It’s hard to describe what I felt when I first saw Chefchaouen. It’s like no other town I’ve ever seen, a city awash in blue. Some say it’s the color of the sky or the Mediterranean, but the hue is neither.
My first view was from a highway overlook outside the city. From there, one could have the impression that only the roofs are blue. In another half hour, I was in the medina where all travelers who’ve put Chefchaouen on their bucket list know that blue is everywhere—the walls, roofs, stairs, pathways. Mind you, not everything is blue but enough to think that it is. And some of the blue is a different shade.
Is this some kind of touristy gimmick? Actually it’s been this way since the 15th century. Several theories try to explain the color’s historical origin. One says that it’s to ward off mosquitoes that avoid clear water. None makes more sense to me than this. When Jews and Muslims came here after being expelled from Spain by Ferdinand and Isabella, the blue color was a combination of their preferred colors, blue and white. To this day, white and blue paints are mixed. When I looked closely, it was easy to see that the paint was not uniform.
The residents apply the paint twice a year. We came across ladies who were hard at work, tourists gathered around them to watch.
If they don’t make the effort, in a climate of fog, rain or snow, nature will take its toll. The paint will flake off, algae and mildew will take over.
Located on the foothills of the Rif Mountains, it’s not unexpected that walkways and alleys of Chefchaouen are sloped. The steepest grades are traversed by stairs. Surfaces of rocks filled in with cement were made by captured Portuguese sailors who were attacking the seacoasts of Morocco.
Because the pathways are not in a grid pattern, it’s hard to make any sense of their arrangement. Even wandering through the medina close to our riad got us briefly lost until we stumbled on the main road.
This is the outer Chefchaouen. To get a better understanding of its soul, we took two personalized guided tours.
The first one, led by Mohammed, took us into the hillsides that surround the city. Here I could better see the topography, rocky and surrounded by mountain, better able to defend itself against foreign invasion. As we climbed the trails, a fog was lifting, a common weather phenomenon.

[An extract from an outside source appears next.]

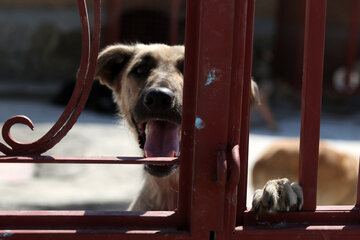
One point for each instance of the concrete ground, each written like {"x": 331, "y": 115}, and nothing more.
{"x": 112, "y": 187}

Soon, we arrived at the Spanish Mosque that was built by the Spanish colonialists in the 1920s for the benefit of the locals. But the people wanted nothing to do with this carrot and never used it. Today, the site is popular for its spectacular view of the town.
All over, the hills were covered with agave and prickly pear cactus, to me an odd juxtaposition with olive trees. All these are used by the local people. It was surprising to me that all kinds of cured olives are served at virtually every meal, including breakfast, and it’s not uncommon to see bottles of oil at restaurant tables to be used as condiment. We even passed an old, still-used stone mill composed of a bowl-like basin and a giant round millstone that is pulled via axle by donkeys in a circle.
Sharing the trail with us today were women who were carrying down bottles of goat milk on their backs to sell in town and marathon runners who somehow managed not to fall down on the rocky surfaces made wet by fog.
The second tour was historical in content. Abdul Salaam seemed like an unlikely guide, wearing a soft white djellabah, white fez and saffron-colored babooshes and looking to be at least in his late seventies with a stentorian voice that could easily be heard by a hundred people. He described architectural elements in the medina and educated us in another form of Islam, Sufism, which is more mystical and loathed by extremists.
There are 14 zaouias (religious schools) in Chefchaouen. Abdul also took us to a structure with a communal oven where women can bring their unbaked items which the baker will slide into a wood-fired oven on trays. Most households in the medina don’t have an oven.
Regardless of how it got its blue paint job, Chefchaouen is drawing more tourists than ever before. Like struggling communities everywhere, tourism is a boon to the economy, which will likely change its quaint character forever. Foreigners on motorcycles now roar down the narrow streets where only feet trod before and younger Moroccans from out-of-town beat drums and sing and dance loudly, annoying the locals. This is a shame because Chefchaouen is the most beautiful of towns, possibly the most beautiful in all of Morocco.